Mary Ellen Mark
[Photographer, b. 1940, Elkins Park, Pennsylvania, d. 2015, New York.]
It’s important for me to be honest. The men, women, and children I photograph are straightforward with me. I have to respect them for what they are… What I look for is compassion, not pity.
Nikki S. Lee
[Photographer, b. 1970, Kye-Chang, Korea, lives in New York.]
Just because I use the photographic medium, that doesn’t mean I’m a photographer.
Nan Goldin
[Photographer, b. 1953, Washington, D.C., lives in New York and Paris.]
… I wrote myself in as the lover. Sometimes, the obsession lasted for years. It was photography as the sublimation of sex, a means of seduction, and a way to remain a crucial part of my subjects’ lives.

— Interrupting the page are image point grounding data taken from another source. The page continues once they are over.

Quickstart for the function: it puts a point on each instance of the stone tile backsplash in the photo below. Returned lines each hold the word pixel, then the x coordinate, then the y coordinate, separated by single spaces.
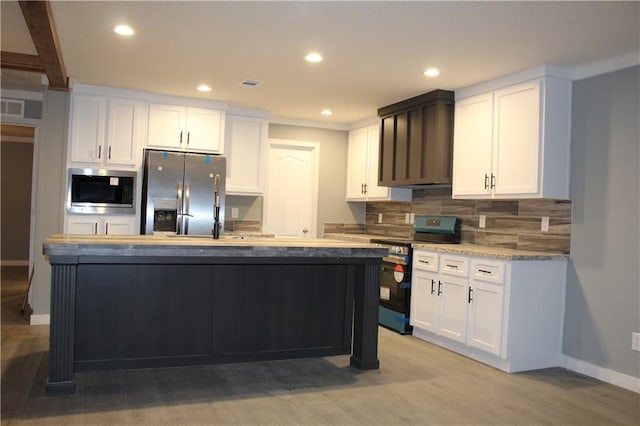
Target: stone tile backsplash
pixel 511 224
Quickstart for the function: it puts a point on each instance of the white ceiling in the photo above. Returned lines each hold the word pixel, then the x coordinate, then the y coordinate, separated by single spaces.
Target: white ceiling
pixel 375 52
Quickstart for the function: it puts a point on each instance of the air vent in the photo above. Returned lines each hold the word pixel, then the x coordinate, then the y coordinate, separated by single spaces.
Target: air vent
pixel 250 83
pixel 12 108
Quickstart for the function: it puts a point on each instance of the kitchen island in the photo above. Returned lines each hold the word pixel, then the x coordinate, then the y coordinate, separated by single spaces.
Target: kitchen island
pixel 157 301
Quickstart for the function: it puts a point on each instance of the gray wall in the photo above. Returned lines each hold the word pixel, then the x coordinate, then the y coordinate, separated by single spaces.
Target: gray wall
pixel 17 165
pixel 603 295
pixel 332 206
pixel 50 157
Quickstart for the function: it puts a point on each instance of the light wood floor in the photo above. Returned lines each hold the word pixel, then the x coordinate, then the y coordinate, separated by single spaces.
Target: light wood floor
pixel 417 384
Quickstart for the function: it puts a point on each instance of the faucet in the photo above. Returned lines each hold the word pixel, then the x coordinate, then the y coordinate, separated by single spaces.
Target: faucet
pixel 216 207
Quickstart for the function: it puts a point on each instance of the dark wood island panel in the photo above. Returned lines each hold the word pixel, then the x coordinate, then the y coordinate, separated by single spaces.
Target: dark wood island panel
pixel 172 309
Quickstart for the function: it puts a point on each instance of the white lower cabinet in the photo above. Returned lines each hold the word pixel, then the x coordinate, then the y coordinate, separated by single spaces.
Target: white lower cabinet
pixel 437 297
pixel 100 225
pixel 486 301
pixel 508 314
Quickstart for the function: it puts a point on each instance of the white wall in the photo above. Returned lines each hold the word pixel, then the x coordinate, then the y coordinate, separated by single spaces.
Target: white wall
pixel 603 290
pixel 332 207
pixel 50 156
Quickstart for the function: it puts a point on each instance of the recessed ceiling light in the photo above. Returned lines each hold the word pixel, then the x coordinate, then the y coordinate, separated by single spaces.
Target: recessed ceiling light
pixel 313 57
pixel 432 72
pixel 124 30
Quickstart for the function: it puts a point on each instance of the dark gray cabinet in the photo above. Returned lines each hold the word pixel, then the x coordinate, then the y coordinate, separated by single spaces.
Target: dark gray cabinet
pixel 416 140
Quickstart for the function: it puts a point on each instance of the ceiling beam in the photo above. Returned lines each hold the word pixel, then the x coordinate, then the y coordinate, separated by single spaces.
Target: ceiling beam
pixel 39 19
pixel 21 62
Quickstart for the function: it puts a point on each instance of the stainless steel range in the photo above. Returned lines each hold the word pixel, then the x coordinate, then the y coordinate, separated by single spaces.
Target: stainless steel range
pixel 395 272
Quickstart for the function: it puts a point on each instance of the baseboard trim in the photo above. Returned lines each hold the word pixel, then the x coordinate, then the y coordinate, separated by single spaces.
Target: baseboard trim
pixel 15 262
pixel 40 319
pixel 604 374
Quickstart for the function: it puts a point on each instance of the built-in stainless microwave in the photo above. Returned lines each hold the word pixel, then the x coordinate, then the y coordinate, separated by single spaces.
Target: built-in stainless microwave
pixel 101 191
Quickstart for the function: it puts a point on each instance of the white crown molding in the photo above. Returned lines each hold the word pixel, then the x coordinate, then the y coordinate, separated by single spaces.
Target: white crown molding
pixel 364 123
pixel 22 94
pixel 308 123
pixel 609 65
pixel 248 112
pixel 515 78
pixel 604 374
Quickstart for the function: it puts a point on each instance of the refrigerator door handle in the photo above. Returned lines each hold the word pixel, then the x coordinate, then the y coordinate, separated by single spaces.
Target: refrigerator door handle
pixel 186 214
pixel 179 219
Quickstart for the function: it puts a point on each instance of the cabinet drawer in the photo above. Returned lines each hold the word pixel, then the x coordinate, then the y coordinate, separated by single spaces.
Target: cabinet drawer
pixel 425 261
pixel 454 265
pixel 487 270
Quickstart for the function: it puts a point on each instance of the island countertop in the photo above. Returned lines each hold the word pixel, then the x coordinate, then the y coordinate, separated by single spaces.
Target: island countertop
pixel 190 246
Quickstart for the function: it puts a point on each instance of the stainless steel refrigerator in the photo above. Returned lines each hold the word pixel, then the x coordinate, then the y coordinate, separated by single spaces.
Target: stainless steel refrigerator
pixel 179 193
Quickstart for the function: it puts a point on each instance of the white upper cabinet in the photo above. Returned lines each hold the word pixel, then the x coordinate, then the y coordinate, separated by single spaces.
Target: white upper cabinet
pixel 513 142
pixel 100 225
pixel 106 131
pixel 182 127
pixel 245 139
pixel 362 168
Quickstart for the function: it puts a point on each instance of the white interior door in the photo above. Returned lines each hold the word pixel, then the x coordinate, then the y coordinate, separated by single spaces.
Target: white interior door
pixel 292 189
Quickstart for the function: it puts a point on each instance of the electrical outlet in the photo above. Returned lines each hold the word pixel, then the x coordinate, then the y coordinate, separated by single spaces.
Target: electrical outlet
pixel 544 224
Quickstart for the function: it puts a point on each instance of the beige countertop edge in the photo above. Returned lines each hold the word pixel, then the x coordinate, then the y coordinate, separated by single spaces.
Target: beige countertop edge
pixel 465 249
pixel 140 242
pixel 490 252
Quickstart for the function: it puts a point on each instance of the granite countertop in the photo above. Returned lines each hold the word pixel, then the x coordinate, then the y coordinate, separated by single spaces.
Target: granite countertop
pixel 462 249
pixel 226 246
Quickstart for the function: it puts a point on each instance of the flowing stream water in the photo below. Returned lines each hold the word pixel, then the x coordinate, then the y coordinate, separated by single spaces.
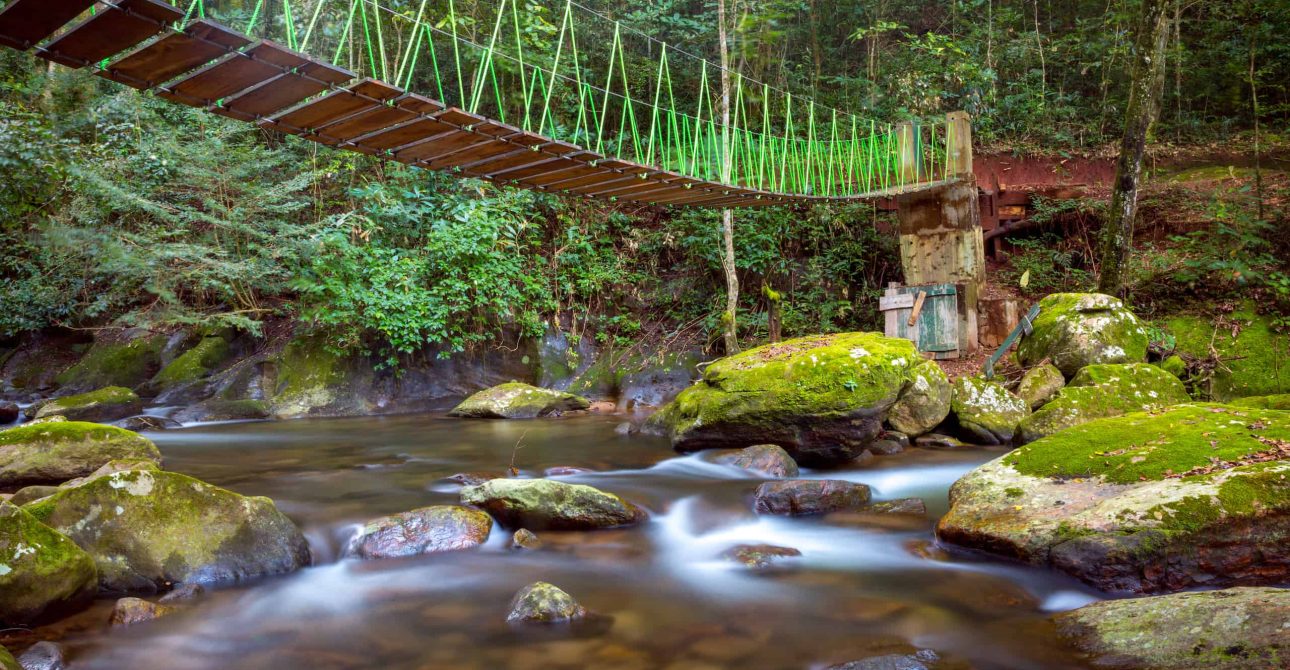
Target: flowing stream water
pixel 662 594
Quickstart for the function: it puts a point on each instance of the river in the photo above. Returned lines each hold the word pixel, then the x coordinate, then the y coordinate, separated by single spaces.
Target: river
pixel 662 595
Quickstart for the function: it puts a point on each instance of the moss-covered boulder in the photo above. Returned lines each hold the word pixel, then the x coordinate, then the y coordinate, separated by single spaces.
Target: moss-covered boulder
pixel 925 403
pixel 1230 629
pixel 987 412
pixel 1151 501
pixel 822 398
pixel 542 504
pixel 54 452
pixel 43 573
pixel 217 409
pixel 101 406
pixel 543 603
pixel 128 358
pixel 517 400
pixel 192 365
pixel 1077 329
pixel 1104 390
pixel 1264 402
pixel 425 531
pixel 1040 385
pixel 148 531
pixel 1253 354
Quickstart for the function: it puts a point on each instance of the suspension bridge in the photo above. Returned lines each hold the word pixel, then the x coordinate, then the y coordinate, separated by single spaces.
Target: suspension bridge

A chance to touch someone with a camera rather than physically.
Susan Sontag
[Writer, theorist, and critic, b. 1933, New York, d. 2004, New York.]
The world becomes a series of events that you transform into pictures, and those events have reality, so far as you have pictures of them.
Susie Linfield
[Writer and critic, New York, lives in New York.]
The ability of photographs to conjure deep emotion is one of their great strengths. But this power—precisely because it is divorced from narrative, political context, and analysis—is equally a danger. Ironically, the more searing an image… the more misleading it can be.
Susan Sontag
[Writer, theorist, and critic, b. 1933, New York, d. 2004, New York.]
Only that which narrates can make us understand.
Paul Cezanne
[Artist, b. 1839, Aix-en-Provence, France, d. 1906, Aix, France.]
Everything is about to disappear. You’ve got to hurry up if you still want to see things.
Richard Prince
[Artist, b. 1949, Panama Canal Zone, lives in New York.]
We do not make art. We have unnamable motors and dangerous impulses that occupy our thoughts.